Do you have suggestions for next diagnostic steps to identify the root cause?
Thank you in advance for any advice or insights!
It's common to have some fraction of the reads to be unassigned but the amount (or ratio) you observe is too high I feel.
Can you tell a bit more on the RNA input data? was this for instance a rRNA depleted sample (or was it 'whole RNA' sample) ?
and yes all those reasons you list there can be the cause indeed, among even more other reasons ;)
Thank you very much for your thoughtful and detailed reply.
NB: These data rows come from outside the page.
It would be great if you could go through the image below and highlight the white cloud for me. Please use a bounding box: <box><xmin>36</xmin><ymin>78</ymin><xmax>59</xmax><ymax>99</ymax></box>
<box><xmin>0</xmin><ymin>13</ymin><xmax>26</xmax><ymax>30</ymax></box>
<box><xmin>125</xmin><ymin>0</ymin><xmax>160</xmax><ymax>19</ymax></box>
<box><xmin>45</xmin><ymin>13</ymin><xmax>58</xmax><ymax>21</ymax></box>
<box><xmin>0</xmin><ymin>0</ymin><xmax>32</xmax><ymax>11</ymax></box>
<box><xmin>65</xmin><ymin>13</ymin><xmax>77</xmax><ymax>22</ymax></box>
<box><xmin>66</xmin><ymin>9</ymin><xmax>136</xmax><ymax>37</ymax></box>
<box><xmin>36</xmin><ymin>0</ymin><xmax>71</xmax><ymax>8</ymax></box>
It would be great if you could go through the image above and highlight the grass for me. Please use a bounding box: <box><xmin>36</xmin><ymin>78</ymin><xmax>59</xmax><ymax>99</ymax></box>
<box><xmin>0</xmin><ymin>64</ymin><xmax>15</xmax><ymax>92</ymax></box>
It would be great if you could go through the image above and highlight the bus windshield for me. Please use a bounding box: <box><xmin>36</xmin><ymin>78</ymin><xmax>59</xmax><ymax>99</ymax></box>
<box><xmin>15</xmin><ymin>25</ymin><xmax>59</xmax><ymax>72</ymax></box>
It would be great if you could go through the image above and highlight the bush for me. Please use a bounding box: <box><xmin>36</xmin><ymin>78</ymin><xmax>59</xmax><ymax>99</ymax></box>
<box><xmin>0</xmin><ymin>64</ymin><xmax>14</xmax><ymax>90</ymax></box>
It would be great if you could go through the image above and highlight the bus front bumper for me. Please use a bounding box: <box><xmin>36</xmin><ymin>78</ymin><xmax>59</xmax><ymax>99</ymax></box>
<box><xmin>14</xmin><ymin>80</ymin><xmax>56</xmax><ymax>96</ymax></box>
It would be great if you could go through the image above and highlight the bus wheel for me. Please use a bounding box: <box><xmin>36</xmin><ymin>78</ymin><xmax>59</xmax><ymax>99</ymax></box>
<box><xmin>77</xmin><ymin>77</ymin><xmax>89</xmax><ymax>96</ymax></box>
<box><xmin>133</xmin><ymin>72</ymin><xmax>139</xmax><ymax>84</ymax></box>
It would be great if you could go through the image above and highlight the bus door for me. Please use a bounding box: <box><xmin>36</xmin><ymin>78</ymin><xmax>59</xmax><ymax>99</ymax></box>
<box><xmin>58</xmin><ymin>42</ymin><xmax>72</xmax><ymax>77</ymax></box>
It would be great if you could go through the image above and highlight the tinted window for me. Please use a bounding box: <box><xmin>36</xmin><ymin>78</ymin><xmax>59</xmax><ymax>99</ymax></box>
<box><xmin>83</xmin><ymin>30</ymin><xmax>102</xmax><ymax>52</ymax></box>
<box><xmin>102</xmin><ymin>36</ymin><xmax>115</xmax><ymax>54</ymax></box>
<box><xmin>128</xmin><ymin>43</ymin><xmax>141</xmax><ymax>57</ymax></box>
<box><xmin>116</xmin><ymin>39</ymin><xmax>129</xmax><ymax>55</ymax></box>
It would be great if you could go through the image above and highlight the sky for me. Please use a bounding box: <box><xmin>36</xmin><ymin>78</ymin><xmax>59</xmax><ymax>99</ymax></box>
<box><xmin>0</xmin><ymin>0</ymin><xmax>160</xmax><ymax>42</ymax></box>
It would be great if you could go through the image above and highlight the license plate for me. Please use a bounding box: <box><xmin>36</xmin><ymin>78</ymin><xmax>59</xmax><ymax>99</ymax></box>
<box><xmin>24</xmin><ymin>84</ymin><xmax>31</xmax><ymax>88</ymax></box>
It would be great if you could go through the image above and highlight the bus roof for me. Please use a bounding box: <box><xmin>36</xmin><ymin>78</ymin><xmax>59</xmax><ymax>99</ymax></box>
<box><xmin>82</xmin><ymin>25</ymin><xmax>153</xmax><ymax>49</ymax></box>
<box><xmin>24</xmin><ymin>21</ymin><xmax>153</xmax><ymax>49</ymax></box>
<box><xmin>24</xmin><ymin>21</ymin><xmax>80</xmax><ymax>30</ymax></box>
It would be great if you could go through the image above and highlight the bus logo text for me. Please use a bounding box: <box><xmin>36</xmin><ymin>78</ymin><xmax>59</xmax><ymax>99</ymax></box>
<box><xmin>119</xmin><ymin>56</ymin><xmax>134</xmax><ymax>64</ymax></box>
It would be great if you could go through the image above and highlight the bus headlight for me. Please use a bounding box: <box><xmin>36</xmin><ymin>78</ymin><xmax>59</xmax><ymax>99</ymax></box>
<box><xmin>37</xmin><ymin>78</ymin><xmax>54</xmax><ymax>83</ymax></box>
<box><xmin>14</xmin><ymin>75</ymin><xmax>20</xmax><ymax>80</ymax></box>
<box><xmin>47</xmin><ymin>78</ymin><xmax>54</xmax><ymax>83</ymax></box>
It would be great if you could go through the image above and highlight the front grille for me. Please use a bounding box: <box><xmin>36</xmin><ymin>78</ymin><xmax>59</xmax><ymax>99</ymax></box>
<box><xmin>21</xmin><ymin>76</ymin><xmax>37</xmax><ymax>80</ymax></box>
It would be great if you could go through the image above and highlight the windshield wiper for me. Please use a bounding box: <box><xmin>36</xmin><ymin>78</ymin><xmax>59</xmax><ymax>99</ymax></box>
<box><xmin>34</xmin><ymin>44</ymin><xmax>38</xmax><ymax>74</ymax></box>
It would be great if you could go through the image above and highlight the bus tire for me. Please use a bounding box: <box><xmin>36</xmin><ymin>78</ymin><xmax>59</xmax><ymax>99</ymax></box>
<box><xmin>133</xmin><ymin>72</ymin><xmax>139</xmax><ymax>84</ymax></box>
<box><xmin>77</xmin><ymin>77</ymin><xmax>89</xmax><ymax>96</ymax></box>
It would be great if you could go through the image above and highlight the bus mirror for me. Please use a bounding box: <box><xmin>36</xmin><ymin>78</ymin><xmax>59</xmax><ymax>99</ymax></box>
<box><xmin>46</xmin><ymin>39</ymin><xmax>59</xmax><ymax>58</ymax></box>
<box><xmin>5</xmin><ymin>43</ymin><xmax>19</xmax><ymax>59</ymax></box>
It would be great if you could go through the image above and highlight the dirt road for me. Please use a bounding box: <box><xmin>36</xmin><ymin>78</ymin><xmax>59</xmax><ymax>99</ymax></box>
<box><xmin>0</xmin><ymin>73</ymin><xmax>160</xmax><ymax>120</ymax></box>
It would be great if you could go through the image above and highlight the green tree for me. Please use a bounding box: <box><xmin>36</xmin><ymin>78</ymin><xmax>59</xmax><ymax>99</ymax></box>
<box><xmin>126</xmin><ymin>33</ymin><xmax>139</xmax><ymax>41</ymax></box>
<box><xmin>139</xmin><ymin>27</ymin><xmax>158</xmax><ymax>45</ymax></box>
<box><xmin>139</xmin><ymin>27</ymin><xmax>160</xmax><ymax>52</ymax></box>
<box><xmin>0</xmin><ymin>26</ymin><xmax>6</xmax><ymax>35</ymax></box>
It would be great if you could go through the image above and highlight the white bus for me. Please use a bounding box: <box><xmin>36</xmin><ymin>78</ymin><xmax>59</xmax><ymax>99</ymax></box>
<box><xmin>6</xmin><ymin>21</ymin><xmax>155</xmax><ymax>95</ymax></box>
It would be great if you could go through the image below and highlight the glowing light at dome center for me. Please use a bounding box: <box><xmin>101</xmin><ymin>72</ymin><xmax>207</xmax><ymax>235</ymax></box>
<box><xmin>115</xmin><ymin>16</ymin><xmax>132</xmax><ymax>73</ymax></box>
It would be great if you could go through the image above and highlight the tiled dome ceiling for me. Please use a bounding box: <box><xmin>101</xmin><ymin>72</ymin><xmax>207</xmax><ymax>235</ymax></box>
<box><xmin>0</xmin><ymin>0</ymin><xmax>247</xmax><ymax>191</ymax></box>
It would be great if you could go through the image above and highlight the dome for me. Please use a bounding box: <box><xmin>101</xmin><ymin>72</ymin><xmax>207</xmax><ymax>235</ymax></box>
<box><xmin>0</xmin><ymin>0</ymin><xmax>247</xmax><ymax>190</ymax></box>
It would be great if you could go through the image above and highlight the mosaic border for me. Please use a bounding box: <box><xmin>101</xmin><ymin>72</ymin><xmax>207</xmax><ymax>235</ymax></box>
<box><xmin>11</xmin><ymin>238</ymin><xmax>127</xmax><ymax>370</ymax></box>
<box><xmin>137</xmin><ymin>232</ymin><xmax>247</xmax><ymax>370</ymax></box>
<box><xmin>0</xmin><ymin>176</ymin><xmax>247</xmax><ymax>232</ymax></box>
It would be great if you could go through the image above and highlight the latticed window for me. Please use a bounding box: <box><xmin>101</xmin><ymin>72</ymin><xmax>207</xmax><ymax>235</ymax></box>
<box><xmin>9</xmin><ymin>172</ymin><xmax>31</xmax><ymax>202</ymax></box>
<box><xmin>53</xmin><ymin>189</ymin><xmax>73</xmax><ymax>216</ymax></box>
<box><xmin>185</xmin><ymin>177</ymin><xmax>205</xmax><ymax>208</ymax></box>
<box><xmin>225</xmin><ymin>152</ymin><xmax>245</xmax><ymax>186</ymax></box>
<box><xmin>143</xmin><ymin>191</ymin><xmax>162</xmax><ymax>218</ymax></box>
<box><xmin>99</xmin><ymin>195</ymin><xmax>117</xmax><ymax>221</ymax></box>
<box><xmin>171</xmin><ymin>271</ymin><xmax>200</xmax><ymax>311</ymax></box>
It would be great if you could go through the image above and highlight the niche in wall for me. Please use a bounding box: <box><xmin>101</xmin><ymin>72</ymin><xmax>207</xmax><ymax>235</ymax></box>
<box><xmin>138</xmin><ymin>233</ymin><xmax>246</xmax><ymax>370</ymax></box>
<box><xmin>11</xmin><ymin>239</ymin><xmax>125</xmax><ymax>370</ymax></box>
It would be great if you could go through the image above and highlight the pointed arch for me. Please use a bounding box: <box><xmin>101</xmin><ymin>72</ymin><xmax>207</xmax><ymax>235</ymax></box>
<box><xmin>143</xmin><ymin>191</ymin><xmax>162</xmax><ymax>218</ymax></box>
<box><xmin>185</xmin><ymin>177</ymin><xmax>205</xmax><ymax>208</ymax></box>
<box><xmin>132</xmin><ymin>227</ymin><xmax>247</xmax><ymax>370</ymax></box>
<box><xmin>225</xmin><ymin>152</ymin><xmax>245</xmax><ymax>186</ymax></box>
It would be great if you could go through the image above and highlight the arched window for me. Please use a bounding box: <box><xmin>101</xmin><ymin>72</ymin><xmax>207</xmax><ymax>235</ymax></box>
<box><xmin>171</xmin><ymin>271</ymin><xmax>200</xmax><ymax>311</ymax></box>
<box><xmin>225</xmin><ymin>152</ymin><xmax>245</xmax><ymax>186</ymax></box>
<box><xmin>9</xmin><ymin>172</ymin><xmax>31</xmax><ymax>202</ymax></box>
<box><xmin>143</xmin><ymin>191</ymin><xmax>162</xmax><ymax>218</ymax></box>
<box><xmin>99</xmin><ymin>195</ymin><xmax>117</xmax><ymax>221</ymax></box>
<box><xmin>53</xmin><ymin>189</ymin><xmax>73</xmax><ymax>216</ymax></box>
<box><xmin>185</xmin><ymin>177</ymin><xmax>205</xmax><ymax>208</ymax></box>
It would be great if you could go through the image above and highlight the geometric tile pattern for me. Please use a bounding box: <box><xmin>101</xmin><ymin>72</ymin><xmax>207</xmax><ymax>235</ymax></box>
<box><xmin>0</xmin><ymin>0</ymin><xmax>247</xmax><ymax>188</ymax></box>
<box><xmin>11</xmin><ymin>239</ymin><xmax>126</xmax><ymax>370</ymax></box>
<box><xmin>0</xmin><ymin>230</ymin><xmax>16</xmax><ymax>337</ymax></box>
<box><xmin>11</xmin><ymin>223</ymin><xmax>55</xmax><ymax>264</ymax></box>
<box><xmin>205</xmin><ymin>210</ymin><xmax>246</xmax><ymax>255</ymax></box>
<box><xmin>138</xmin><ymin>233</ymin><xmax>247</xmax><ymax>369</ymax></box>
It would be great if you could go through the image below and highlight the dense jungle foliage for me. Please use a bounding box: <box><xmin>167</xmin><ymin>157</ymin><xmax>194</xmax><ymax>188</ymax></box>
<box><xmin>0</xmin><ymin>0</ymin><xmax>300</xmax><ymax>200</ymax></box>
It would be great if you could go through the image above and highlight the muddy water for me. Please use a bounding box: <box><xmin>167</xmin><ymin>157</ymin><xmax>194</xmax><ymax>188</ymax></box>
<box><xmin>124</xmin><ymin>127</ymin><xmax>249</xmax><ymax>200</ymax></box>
I successfully solved this problem by using the option
-s 0
but not-s 2
. The result of using option-s 0
is showing below:As we could see here, the result is much more suitable compared with the result of option
-s 2
.I guess this is because
-s 2
specifies the reverse strand of the reference gene, which caused a large number of reads to fail to match.Thanks again for your kind help!
While that is great do you know for sure if the library you are working with was made in an "unstranded" manner i.e. not preserving strand information. Knowing details about the experimental setup is important since that guides the options used for analysis.